Once again it is "know thyself" Are you the type who will jump into the deep end of the pool and have no problem with getting to the surface, or, like me and SWMBO have taken to the shallow end and will continue to wade and swim to the deep end over time.


----------



## TundraGreen (Jul 15, 2010)

mes1952 said:


> And selling a house in Mexico is very difficult unless you involve several people to facilitate. I don't really understand why Americans feel they have to buy a property, rather than rent, in a foreign country.


What do you mean by "involve several people to facilitate"? Why is selling difficult? It is always difficult to find a buyer, but do you have something else in mind.


----------



## Longford (May 25, 2012)

mes1952 said:


> And selling a house in Mexico is very difficult unless you involve several people to facilitate. I don't really understand why Americans feel they have to buy a property, rather than rent, in a foreign country.

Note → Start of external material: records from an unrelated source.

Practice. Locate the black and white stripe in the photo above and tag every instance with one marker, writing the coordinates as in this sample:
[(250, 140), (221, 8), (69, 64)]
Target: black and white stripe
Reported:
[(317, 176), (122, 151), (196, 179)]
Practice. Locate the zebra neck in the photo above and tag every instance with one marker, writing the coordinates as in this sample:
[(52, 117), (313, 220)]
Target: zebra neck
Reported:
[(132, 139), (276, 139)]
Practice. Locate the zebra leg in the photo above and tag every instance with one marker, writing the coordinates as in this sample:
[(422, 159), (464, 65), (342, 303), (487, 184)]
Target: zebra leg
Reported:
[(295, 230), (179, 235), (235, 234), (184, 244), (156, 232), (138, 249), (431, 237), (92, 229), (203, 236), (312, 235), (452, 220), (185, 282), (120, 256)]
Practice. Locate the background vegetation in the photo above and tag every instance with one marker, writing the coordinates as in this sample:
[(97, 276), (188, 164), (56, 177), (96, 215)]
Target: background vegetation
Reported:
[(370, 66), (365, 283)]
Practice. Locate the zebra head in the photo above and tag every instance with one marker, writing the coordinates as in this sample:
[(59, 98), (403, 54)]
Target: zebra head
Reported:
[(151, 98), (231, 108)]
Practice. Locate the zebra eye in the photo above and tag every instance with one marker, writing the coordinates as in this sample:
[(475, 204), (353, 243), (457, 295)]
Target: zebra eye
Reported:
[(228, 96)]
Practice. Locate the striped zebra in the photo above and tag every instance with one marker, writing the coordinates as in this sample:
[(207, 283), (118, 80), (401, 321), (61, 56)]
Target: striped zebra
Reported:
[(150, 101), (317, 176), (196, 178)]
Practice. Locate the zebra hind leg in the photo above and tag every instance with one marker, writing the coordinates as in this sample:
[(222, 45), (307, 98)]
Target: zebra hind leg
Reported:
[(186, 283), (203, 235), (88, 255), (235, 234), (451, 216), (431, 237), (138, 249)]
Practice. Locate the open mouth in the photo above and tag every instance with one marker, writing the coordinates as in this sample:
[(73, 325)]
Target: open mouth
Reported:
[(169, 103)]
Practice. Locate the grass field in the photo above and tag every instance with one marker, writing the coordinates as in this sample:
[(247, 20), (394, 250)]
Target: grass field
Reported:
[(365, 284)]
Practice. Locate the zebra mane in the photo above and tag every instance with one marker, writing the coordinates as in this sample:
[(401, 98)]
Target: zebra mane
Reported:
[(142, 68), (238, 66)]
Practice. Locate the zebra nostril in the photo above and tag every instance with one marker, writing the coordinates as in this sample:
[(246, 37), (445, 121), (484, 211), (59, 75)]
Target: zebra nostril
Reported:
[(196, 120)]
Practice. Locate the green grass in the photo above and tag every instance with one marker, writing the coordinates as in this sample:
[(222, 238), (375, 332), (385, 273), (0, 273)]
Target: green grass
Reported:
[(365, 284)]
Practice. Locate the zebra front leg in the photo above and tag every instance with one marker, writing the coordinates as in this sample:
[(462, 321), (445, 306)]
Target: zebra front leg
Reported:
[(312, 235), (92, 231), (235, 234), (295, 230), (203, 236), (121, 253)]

People buy, obviously, for different reasons. Why do some Mexicans, or persons of other nationalities buy a home when they move to the USA? It's not just "Americans" who think home ownership is a good idea. I think many/most expats who buy do so to establish some order in their lives. They often want to either build a new home to reflect their lifestyle or to modify/improve a home that's been around for a while ... also to add comforts/conveniences or styling which they prefer. Things which they can't always do in a rental, or if they can they don't want to risk walking away from that improvement investment if a landlord/owner chooses not to renew a lease. And under the new immigration regulations, if I'm remembering the discussions we've had about them here on this forum previously, I believe the value of someone's home can help to establish/meet financial requirements in order to obtain a visa in one or more categories. And some homes which expats buy/build are simple in comparison to what they left behind. But stability is probably the No. 1 reason to buy a home. That's true for Mexicans in Mexico, also.


----------